Drought Not Endangering Barge Traffic on Rivers
By Bill Hughes
PADUCAH, KY - Rainfall totals for the year are way below average, and crops are already suffering. But has the lack of rain affected barge traffic on the rivers?
U.S. Coast Guard Lieutenant Jason Franz is Prevention Chief for the Marine Safety Unit in Paducah. He said that river levels are indeed low, but rain water from the midwest and the upper Ohio River valley have kept channels navigable. The U.S. Army Corps of Engineers also gets credit for that, by managing water levels using locks and dams, such as Dam 52 near Brookport, and Dam 53 at Grand Chain.
Franz said multiple agencies involved in the river industry watch river gauges by using websites like the National Weather Service site, and those agencies are in contact with each other whenever necessary.

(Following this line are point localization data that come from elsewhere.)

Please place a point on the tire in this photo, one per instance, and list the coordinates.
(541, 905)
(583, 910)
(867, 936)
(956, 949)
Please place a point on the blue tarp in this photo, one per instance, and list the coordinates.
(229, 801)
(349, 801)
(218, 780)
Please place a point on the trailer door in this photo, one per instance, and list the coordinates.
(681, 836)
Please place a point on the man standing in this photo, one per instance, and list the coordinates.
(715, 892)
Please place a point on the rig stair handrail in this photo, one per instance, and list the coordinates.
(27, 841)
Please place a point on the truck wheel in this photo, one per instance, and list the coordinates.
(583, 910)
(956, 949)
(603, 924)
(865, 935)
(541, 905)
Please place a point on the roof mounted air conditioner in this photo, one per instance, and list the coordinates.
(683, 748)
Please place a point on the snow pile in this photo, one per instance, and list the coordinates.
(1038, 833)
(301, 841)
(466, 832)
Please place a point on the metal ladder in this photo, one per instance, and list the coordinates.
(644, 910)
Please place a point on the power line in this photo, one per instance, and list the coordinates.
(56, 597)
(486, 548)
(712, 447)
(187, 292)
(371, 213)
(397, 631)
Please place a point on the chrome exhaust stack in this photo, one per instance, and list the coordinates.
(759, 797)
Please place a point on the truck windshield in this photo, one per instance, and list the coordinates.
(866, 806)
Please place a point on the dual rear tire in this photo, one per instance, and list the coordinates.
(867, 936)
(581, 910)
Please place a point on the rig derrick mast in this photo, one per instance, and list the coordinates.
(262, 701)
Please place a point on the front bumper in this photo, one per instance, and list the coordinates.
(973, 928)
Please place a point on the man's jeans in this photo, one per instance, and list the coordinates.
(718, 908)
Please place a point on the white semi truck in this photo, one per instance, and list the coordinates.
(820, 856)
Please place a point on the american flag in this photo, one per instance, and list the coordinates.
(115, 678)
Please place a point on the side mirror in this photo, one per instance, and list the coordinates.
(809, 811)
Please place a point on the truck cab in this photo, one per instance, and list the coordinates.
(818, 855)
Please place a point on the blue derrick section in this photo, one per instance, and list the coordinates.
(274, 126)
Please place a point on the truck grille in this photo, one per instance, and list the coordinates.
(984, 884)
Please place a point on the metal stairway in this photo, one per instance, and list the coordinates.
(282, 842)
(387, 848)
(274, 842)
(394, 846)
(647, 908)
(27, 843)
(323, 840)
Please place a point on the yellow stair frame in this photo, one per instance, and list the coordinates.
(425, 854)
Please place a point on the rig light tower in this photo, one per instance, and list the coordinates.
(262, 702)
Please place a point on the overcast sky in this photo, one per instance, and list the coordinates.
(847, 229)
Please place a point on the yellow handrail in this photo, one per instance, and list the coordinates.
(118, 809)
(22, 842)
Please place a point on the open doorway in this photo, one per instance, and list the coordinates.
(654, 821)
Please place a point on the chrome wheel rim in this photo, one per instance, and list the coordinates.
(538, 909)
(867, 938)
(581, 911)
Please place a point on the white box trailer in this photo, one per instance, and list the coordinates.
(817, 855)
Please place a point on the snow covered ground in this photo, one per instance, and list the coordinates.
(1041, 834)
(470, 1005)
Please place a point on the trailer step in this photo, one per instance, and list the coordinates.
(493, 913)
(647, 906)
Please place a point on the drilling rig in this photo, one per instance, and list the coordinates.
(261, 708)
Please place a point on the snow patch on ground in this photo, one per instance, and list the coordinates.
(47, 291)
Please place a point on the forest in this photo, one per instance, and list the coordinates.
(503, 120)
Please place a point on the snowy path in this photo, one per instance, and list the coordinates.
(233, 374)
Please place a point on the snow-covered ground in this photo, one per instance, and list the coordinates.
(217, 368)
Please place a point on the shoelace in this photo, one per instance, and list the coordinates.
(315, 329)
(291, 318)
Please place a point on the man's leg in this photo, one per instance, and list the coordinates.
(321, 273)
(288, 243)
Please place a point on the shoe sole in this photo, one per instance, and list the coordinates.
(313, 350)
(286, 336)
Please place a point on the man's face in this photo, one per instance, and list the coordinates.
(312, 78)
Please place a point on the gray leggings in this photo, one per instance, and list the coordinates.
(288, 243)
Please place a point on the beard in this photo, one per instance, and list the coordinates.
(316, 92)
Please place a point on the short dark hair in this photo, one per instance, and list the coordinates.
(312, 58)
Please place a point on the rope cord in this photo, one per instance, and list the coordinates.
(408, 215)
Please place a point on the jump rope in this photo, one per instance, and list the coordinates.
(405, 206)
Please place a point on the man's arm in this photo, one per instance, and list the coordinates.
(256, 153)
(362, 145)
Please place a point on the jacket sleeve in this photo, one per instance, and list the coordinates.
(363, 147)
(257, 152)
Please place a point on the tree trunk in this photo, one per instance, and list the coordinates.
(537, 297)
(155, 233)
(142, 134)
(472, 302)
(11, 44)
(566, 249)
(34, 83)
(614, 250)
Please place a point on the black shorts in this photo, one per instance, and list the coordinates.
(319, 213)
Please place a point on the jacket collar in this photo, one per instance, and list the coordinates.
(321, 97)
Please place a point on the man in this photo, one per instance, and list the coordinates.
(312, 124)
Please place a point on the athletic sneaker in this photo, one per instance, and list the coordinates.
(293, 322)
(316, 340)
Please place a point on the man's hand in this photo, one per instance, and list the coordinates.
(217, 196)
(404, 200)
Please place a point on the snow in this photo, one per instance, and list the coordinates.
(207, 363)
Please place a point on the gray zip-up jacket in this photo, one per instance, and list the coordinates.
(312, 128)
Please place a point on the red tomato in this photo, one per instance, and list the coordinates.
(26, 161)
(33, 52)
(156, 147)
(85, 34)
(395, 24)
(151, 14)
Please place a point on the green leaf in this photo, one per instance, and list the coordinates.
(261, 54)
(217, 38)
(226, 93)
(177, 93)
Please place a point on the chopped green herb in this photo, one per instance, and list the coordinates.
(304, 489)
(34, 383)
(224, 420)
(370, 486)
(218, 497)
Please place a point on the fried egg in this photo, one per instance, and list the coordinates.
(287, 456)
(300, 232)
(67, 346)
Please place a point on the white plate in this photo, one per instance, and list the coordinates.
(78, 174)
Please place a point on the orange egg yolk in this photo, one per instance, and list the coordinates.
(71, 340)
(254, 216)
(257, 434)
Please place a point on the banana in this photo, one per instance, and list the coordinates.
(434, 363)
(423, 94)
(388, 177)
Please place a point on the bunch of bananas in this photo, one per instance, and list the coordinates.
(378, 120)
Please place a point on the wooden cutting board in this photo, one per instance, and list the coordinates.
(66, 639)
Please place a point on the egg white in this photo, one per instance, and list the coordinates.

Barge companies, the Coast Guard, the Army Corps of Engineers, and the National Weather Service will arrange conference calls to discuss current levels, forecast levels, dredging work, and other factors, to determine if restrictions should be put in place.
Franz said those calls usually take place every week or so, with more frequent conferences when river levels get too high or too low. He says the agencies will review their Waterways Action Plan based on the situation, to make sure everyone knows how to proceed.
Since our area is fed by rivers that stretch so far to the east and north, it would take a severe drought over a huge geographic area to stop traffic on the rivers. This is good news, since barges are the least expensive way to transport raw materials, fuel, and food to our area, and further south.